Texas Railroad Commission, Mexico Discuss Shale Development


Representatives of Mexico’s National Hydrocarbons Commission (CNH), Ministry of Finance and ASEA, a new agency responsible for overseeing industrial and environment safety for hydrocarbons, met Jan. 28 with Texas Railroad Commissioner Christi Craddick to gain insight into the legal and technical factors and the overall regulatory structure needed to foster shale development.

Craddick noted in a press statement that Texas and Mexico not only share a cultural past and strong trading relationship, but Mexico also has access to many of the same geological formations that have driven the resurgence of Texas’ energy industry.

“We have been a resource for Mexico since their energy reform process began, and as Mexico initiates shale exploration and production, we welcome greater cross-border cooperation, collaboration and regional success,” Craddick commented.  

Mexico energy agencies currently are defining contractual terms for an upcoming auction of contracts related to shale resources to the private sector, the Texas Railroad Commission said in the press statement. The sale is expected to include Mexico’s unconventional assets, just south of the Texas-Mexico border. The portion of the Eagle Ford shale that extends into Mexico is part of the Burgos Basin, where technically recoverable shale gas is projected at 343 trillion cubic feet (Tcf), or two-thirds of Mexico’s technically recoverable shale gas resources. SENER is reviewing key factors that have contributed to the regulatory success of the Texas shale industry.
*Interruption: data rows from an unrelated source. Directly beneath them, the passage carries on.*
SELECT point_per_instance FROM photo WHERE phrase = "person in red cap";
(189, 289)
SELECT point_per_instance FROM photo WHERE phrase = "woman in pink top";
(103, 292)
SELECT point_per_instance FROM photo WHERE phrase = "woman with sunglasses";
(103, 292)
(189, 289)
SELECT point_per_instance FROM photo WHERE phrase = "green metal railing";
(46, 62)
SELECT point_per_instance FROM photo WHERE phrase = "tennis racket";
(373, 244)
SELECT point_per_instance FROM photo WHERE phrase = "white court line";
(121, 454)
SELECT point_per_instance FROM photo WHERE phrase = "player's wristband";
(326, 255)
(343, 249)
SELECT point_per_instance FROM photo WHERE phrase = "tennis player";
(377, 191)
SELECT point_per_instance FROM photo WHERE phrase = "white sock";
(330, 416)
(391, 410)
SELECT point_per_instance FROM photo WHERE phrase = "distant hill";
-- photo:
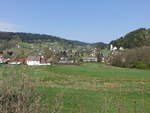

Mexico is estimated to have 545 Tcf of shale natural gas reserves, and unconventional oil reserves of 13 billion barrels, according to a 2015 report by the University of Texas at San Antonio, Universidad Autonoma de Nuevo Leon, Asociacion de Empresarios Mexicanos, and the Mexico Institute of the Woodrow Wilson International Center for Scholars. While the initial focus on exploration will likely be on conventional onshore, offshore and deepwater, he three centers of learning conclude that Mexico’s shale resources will play an integral role in the success of Mexico’s energy reform. However, significant challenges such as oil prices, contract terms offered by Mexico’s government, social license issues and infrastructure must be addressed before shale development can move forward.
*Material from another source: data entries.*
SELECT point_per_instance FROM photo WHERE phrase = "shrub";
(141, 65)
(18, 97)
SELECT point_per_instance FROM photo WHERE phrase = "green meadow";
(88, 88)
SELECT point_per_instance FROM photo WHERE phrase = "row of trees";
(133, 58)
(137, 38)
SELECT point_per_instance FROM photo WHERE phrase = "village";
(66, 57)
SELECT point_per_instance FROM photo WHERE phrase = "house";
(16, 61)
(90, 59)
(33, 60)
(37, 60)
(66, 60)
The unprecedented expansion of the Eagle Ford not only helped boost U.S. oil production, but transformed South Texas, creating jobs and economic activity in the region. In November 2014, Eagle Ford production crossed the one billion barrel mark for crude and condensate production. The current low oil price environment has prompted cutbacks in activity in the Eagle Ford and other shale plays. Reuters reported last month that February production from the Eagle Ford shale was expected to fall 72,000 barrels of oil per day.